L'integrazione di tesi epigenetiche analoghe a quelle di Blumenbach nel pensiero di Kant permette di precisare le caratteristiche del modello evolutivo a esse associato. Il filosofo tedesco tratta l'epigenesi come un preformismo generico di germi e di disposizioni che implicano il progetto virtuale del tipo di organismo da produrre. Questo disegno organizzatore racchiude in sé la possibilità di variazioni individuali; in alcuni fattori esterni, in effetti, esse possono svolgere un ruolo incidentale nella produzione di totalità organiche che comportano un'integrazione causale reciproca delle loro parti. Il Bildungstrieb appare, quindi, sia come agente naturale di produzione del vivente sia come principio regolatore che assicura il mantenimento di un'armonia interna relativa delle sue strutture e delle sue operazioni, al di là dell'azione di fattori perturbativi responsabili di innescare il processo di variazione adattativa all'interno del quadro specifico.

La formazione di queste varietà rappresenta una forma di perdita di potenziale di cambiamento nei tipi subalterni in rapporto agli archetipi che rappresentano il potenziale originario.

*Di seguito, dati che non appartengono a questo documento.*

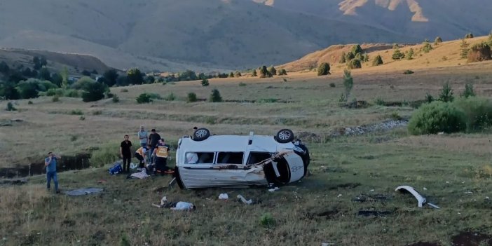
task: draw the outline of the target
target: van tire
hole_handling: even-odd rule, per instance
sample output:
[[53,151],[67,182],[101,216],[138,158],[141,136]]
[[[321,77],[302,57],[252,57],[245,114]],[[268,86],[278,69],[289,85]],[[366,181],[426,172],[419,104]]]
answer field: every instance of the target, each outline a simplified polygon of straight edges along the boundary
[[193,132],[193,139],[195,141],[203,141],[210,137],[210,131],[207,128],[198,128]]
[[294,141],[294,132],[290,129],[282,129],[275,136],[275,140],[280,144]]

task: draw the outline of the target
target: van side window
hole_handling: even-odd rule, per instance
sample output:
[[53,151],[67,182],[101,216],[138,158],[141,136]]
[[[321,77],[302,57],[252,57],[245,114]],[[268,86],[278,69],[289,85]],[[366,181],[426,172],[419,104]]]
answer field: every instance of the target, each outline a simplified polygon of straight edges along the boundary
[[242,164],[242,152],[219,152],[217,164]]
[[250,153],[250,157],[247,159],[247,163],[258,163],[261,160],[264,160],[271,157],[272,153],[268,152],[251,152]]
[[198,157],[197,163],[212,164],[214,163],[214,152],[196,152]]

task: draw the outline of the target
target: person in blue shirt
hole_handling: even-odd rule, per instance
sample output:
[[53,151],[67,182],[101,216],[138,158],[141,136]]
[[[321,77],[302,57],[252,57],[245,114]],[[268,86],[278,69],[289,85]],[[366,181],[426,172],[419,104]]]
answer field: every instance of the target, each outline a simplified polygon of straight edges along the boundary
[[55,183],[55,192],[60,193],[58,189],[58,178],[56,176],[57,162],[62,158],[61,156],[55,155],[54,153],[48,152],[48,157],[44,159],[44,165],[46,166],[46,188],[50,190],[51,179]]

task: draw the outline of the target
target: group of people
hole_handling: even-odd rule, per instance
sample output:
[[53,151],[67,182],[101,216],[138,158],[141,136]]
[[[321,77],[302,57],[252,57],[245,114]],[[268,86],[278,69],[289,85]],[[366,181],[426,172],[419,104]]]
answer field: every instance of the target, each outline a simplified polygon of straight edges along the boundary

Evoluzione significa sia la specializzazione delle strutture e dei processi derivati sia la loro degenerazione, se si fa riferimento al potere architettonico e regolatore correlativo delle forme originali. Kant, in definitiva, concepisce l'organizzazione vitale in una prospettiva di soluzione delle antinomie del meccanicismo e della teleologia 'vitalista', del preformismo e dell'epigenesi. Sul piano epistemologico, la tesi insieme riflessiva e normativa esposta dal filosofo può servire a caratterizzare sia il punto di convergenza dei principali sviluppi prodottisi nella scienza del vivente nell'Età dei Lumi sia, in buona parte, i fondamenti teorici sui quali si svilupperà la nascente biologia.